No existing international institution has the right membership and substantive focus to facilitate plurilateral cooperation among liberal democracies in the areas of information technology and supply chain resilience. Accordingly, leading democracies should establish new plurilateral treaties and/or institutions that bring together liberal democracies from different regions to reduce states’ vulnerability to Chinese and Russian economic coercion and to fight back against Chinese and Russian information warfare.
B. Obstacles to a Liberal, Plurilateral Order
Creation of a liberal plurilateral order that includes states from Asia, Africa, and Latin America—as well as Europe and North America—will not be possible without strong, effective U.S. leadership. However, even with strong U.S. leadership, it is questionable whether other states will follow. President Trump's foreign policy was overtly hostile to liberal democratic values, prompting a sharp decline in the level of trust in U.S. leadership globally.Footnote 72 Moreover, the United States itself experienced significant democratic decline, as measured by both the V-Dem liberal democracy indexFootnote 73 and Freedom House's “Freedom in the World” database.Footnote 74 The risk that U.S. voters will reelect Donald Trump in 2024 is well known to leaders of other liberal democracies. “Why should we enter into new agreements with the United States?” they might ask, given that the next President Trump may simply repudiate those agreements.

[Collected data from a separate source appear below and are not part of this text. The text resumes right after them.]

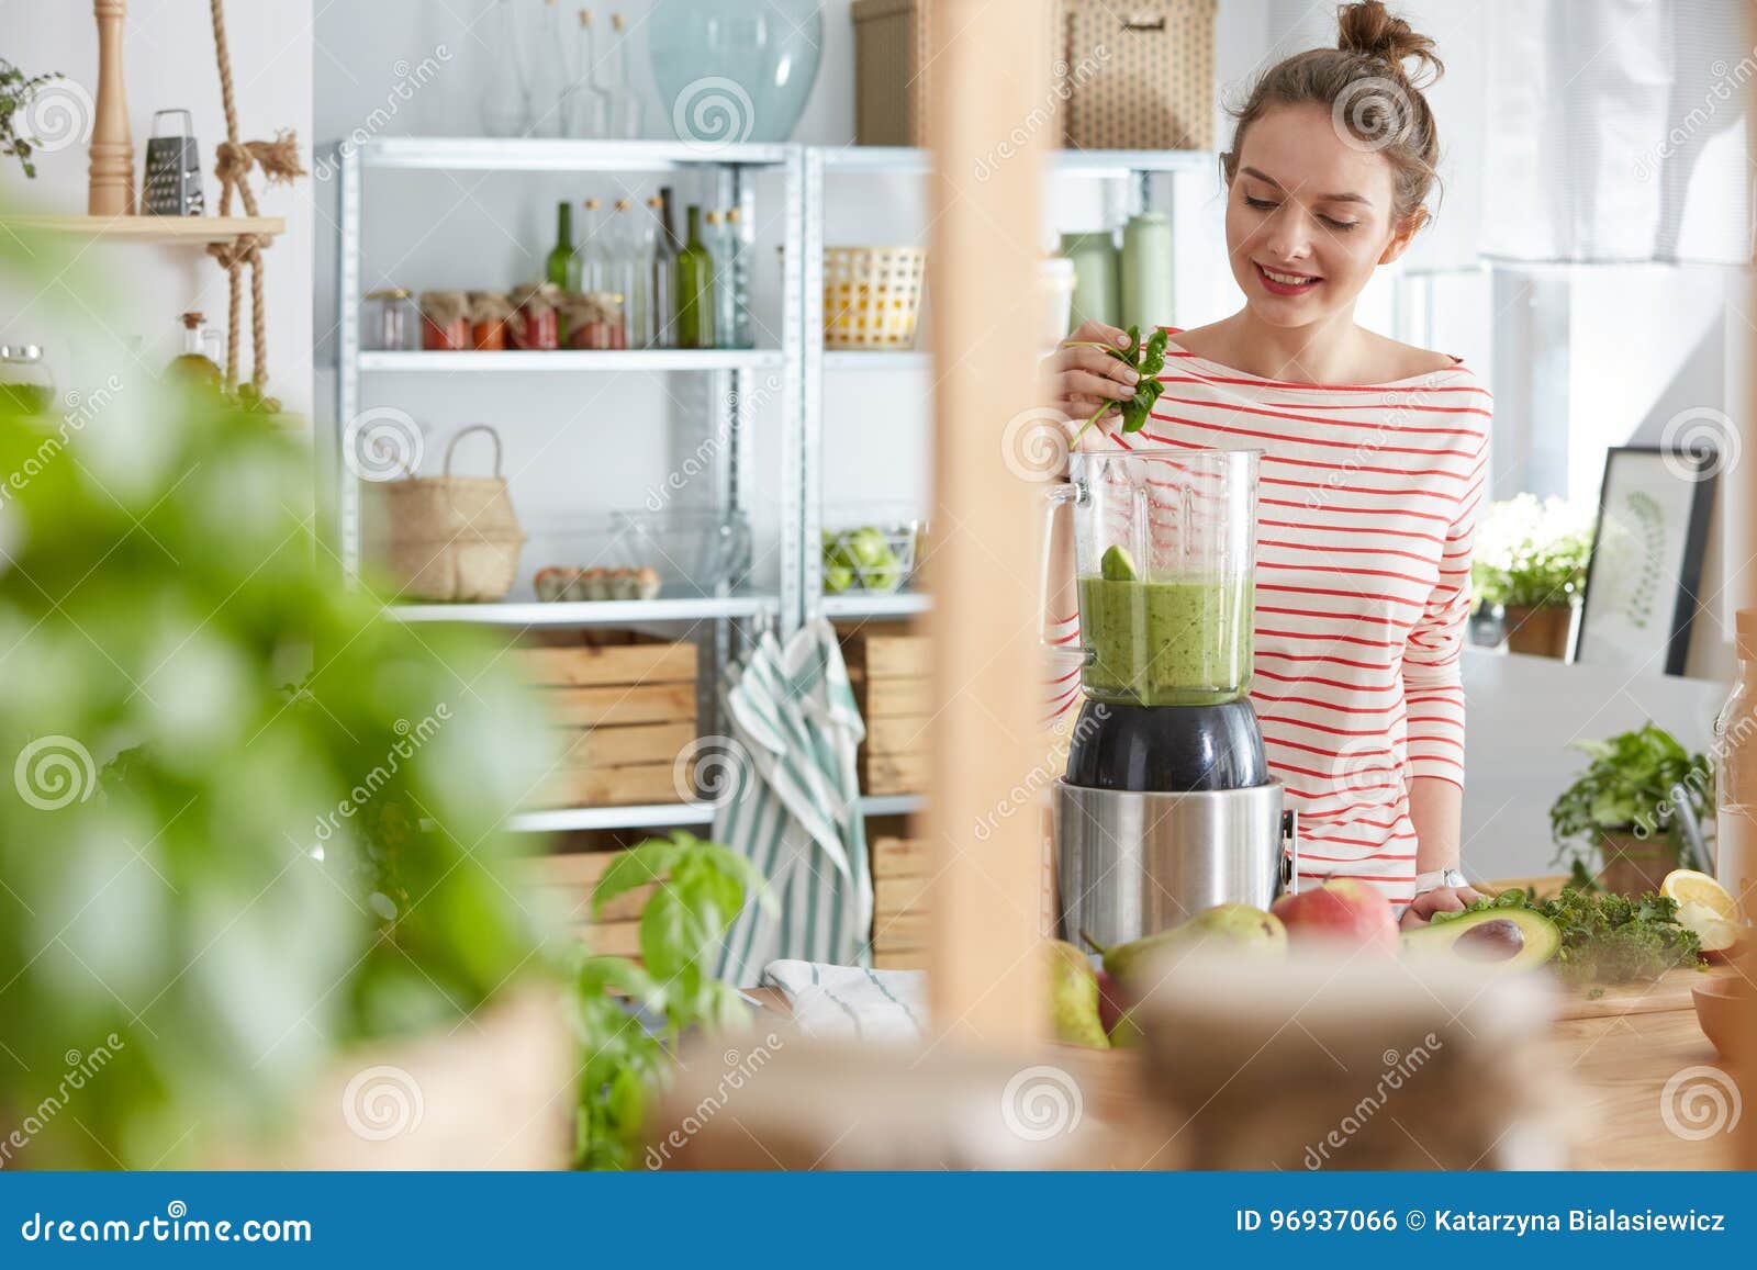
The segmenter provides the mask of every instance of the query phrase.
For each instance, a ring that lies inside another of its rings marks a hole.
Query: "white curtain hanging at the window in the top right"
[[[1739,0],[1490,5],[1483,249],[1516,260],[1752,255]]]

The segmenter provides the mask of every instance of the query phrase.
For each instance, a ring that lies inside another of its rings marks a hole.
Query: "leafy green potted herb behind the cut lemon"
[[[1653,722],[1606,741],[1574,741],[1592,759],[1580,780],[1550,808],[1550,833],[1560,854],[1590,852],[1602,833],[1666,829],[1673,787],[1690,792],[1697,820],[1713,815],[1715,776],[1706,755],[1690,754]]]

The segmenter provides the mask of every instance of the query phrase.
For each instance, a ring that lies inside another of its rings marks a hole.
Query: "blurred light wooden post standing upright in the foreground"
[[[1009,471],[1001,437],[1031,406],[1044,327],[1035,279],[1042,151],[1056,142],[1045,121],[1049,0],[936,0],[928,12],[938,376],[928,966],[942,1035],[1019,1050],[1047,1021],[1037,794],[1021,803],[1014,792],[1042,762],[1033,543],[1044,487]]]

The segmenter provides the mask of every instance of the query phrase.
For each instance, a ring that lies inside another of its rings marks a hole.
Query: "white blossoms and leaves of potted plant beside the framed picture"
[[[1485,604],[1565,608],[1587,585],[1592,522],[1562,499],[1522,494],[1488,509],[1471,580]]]

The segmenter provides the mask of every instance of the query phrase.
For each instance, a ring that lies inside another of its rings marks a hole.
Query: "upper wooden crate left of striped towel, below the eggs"
[[[696,740],[694,643],[624,632],[560,631],[511,650],[560,727],[557,766],[534,806],[683,803]]]

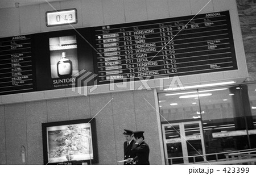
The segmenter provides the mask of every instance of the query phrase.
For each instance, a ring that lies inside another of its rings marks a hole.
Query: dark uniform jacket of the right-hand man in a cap
[[[142,142],[141,144],[134,144],[133,151],[135,151],[136,156],[133,159],[136,165],[149,165],[149,152],[150,149],[146,142]]]

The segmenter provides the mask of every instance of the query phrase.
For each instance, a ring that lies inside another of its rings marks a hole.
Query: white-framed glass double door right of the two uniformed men
[[[204,161],[203,157],[197,156],[205,155],[201,121],[162,124],[162,130],[167,164]]]

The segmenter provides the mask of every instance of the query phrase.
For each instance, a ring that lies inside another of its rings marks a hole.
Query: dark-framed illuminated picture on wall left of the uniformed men
[[[44,164],[98,163],[95,119],[42,123]]]

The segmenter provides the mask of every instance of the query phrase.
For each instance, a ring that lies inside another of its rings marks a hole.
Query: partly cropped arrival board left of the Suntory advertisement
[[[33,91],[30,35],[0,39],[0,95]]]

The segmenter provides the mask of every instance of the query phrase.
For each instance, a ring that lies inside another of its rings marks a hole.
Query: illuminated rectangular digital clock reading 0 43
[[[46,26],[60,26],[66,24],[77,23],[76,9],[47,11],[46,12]]]

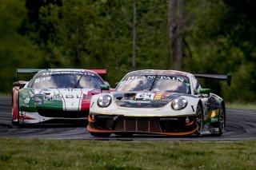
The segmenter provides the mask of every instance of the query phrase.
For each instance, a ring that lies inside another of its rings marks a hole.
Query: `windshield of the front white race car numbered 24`
[[[188,77],[179,75],[126,75],[115,89],[118,92],[155,91],[160,93],[190,93]]]

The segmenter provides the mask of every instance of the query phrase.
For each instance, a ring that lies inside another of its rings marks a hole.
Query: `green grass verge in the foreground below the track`
[[[254,169],[255,141],[0,138],[0,169]]]

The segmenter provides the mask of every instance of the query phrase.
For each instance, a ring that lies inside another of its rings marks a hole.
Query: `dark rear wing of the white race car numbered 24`
[[[231,85],[231,74],[212,74],[212,73],[194,73],[194,77],[204,78],[207,80],[214,79],[220,81],[226,81],[227,85]]]

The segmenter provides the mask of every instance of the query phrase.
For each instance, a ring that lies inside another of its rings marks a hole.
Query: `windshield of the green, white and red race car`
[[[98,75],[86,73],[56,73],[35,77],[35,89],[100,89],[103,85]]]

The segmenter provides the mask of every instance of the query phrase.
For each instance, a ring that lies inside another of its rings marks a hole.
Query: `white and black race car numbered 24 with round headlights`
[[[230,81],[230,75],[193,75],[174,70],[127,73],[114,92],[92,97],[87,129],[93,136],[221,136],[226,123],[225,103],[210,89],[202,89],[196,77]]]

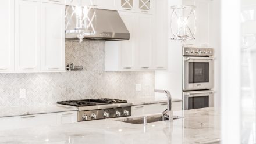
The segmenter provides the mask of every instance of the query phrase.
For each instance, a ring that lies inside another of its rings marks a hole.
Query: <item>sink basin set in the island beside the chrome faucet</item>
[[[183,117],[179,116],[173,116],[173,120],[177,120]],[[166,121],[167,119],[163,117],[162,115],[153,115],[153,116],[147,116],[147,123],[153,123],[157,121]],[[133,117],[133,118],[125,118],[121,120],[116,121],[122,121],[125,123],[131,123],[131,124],[143,124],[144,123],[144,117]]]

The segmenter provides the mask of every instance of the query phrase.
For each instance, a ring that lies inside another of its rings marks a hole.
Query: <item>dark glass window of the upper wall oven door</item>
[[[189,84],[209,82],[209,63],[189,62]]]

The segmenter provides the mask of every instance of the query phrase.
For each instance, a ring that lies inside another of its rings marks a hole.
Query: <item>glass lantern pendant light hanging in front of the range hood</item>
[[[66,33],[76,34],[80,42],[86,35],[94,35],[96,13],[92,7],[93,1],[66,0],[66,5]]]

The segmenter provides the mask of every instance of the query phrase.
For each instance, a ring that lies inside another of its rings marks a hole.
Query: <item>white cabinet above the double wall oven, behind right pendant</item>
[[[212,46],[212,0],[184,0],[185,5],[195,5],[197,17],[195,40],[187,41],[187,45]]]

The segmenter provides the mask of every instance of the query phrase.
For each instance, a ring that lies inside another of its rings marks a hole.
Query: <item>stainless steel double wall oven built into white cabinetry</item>
[[[183,109],[214,106],[214,49],[183,48]]]

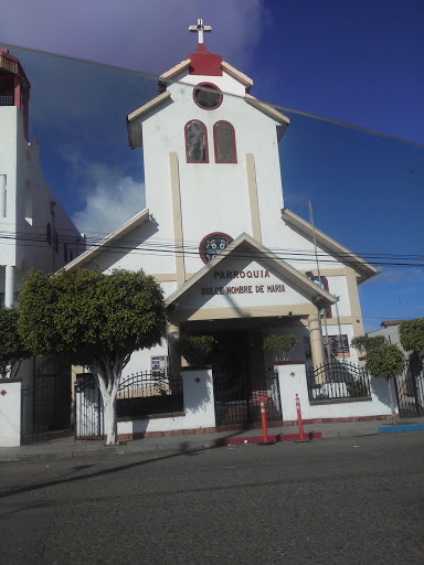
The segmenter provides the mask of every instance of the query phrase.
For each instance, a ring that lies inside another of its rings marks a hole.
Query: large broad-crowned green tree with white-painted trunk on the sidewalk
[[[25,345],[33,354],[62,355],[91,370],[102,393],[106,444],[116,444],[123,370],[134,351],[159,344],[165,334],[160,286],[142,270],[32,271],[19,299]]]

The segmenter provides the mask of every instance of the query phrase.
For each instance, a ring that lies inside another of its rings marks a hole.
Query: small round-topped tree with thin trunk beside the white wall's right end
[[[405,358],[398,345],[385,343],[379,348],[371,349],[367,353],[367,371],[375,377],[383,377],[388,381],[390,406],[392,418],[395,419],[394,402],[391,379],[402,374],[405,369]]]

On the other hand, it is far too early to write the obituary for liberal internationalism. When historians write the history of this decade, Biden's “Summit for Democracy,” convened in December 2021,Footnote 75 may ultimately be seen as a critical step toward a new liberal plurilateral order. Authoritarian international law has clearly made significant gains over the past decade, but liberal international law could still stage a comeback. States have planted the seeds of a liberal plurilateral order in their responses to the war in Ukraine. Only time will tell whether those seeds receive the water and sunlight they need to grow into a mature liberal plurilateral order.